Ameera Alshinnawy

Egypt

Exploring the Potential Role of Gut Microbiota in the Pathogenesis and Progression of Multiple Sclerosis

Ameera Saeed Alshinnawy , Elham A. Badiea 1, Mahmoud Saad Elsayed , Ahmed A. Sayed 1, , Mohamed R. Mohamed 1.
Department of Biochemistry, Faculty of Science, Ain Shams University, Cairo, Egypt, 11566
Department of Neurology, Faculty of Medicine, Ain Shams University, Cairo, Egypt
Children’s Cancer Hospital 57357, Cairo, Egypt

Abstract

Background

Multiple sclerosis (MS) is a chronic autoimmune disease of the central nervous system characterized by neuroinflammation and neurodegeneration. Emerging evidence suggests that gut microbiota dysbiosis contributes to immune dysregulation and MS progression. While most microbiome studies have been conducted in Western populations, region-specific data are needed to understand how local genetic and environmental factors influence disease-related microbial patterns.

Methods

This study investigated gut microbiota alterations in Egyptian MS patients using long-read Oxford Nanopore sequencing of the full 16S rRNA gene.

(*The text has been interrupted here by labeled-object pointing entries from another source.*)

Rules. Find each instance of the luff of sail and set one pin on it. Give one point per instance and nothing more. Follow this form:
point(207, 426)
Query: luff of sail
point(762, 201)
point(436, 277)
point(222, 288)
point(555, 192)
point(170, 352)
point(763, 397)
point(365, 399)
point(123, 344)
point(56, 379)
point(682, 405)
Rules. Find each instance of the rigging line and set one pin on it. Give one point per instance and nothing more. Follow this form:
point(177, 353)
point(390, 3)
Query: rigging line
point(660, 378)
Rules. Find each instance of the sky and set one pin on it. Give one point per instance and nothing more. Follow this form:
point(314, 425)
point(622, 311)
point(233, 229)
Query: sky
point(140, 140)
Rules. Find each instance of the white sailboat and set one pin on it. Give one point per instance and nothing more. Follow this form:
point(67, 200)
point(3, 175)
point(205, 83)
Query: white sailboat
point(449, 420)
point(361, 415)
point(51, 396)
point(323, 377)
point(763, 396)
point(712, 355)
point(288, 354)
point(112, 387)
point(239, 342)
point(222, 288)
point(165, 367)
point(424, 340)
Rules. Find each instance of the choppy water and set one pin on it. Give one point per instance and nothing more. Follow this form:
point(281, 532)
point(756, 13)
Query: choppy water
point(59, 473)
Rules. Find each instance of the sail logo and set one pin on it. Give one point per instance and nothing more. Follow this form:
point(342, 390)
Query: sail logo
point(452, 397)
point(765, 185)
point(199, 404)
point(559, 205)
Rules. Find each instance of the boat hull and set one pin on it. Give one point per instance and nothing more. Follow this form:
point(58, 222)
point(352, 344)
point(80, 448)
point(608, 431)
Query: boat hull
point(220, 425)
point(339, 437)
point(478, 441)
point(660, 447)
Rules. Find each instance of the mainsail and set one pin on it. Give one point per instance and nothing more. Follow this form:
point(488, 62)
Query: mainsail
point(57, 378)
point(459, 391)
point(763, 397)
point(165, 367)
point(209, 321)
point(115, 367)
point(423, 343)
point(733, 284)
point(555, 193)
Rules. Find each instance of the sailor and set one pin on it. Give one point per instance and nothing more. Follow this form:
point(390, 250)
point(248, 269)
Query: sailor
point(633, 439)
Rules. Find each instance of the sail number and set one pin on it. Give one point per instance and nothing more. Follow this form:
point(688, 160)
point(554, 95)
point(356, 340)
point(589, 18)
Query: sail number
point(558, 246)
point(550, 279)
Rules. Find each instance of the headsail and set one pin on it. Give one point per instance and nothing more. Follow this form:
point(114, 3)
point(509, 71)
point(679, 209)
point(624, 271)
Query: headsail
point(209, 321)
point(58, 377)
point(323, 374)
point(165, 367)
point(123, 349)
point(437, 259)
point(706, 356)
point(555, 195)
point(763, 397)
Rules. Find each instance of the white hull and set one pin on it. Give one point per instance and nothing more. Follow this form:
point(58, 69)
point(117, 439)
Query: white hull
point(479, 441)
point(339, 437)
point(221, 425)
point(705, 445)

Fecal samples were collected from 33 newly diagnosed MS patients (20 with relapsing-remitting MS [RRM] and 13 with progressive MS [PMS]) and 10 healthy controls. Microbial diversity, community structure, and functional pathways were analyzed to identify microbial signatures associated with disease activity and progression.

Results

MS patients exhibited increased microbial richness but reduced evenness and presented distinct microbiome profiles compared to healthy controls. Progressive MS was associated with an enrichment of pro-inflammatory bacteria such as Enterococcus faecium and Romboutsia timonensis, alongside a reduction in short-chain fatty acid–producing species including Ruminococcus bromii and Faecalibacterium duncaniae, potentially contributing to heightened neuroinflammation. Relapsing MS displayed microbial shifts suggestive of immune dysregulation, including increased Clostridium saudiense and decreased levels of the gut-protective Faecalibacterium butyricigenerans. Functional predictions linked these microbial alterations to oxidative stress, neurotransmitter imbalance, and suppressed lipid and carbohydrate metabolism.

Conclusions

This study highlights the significant role of gut microbiota dysbiosis in MS pathogenesis and identifies distinct microbial signatures associated with both progressive and relapsing forms of the disease. By focusing on an underexplored Egyptian cohort, the findings reveal region-specific microbial shifts that may inform the development of targeted microbiota-based therapeutic strategies for MS patients.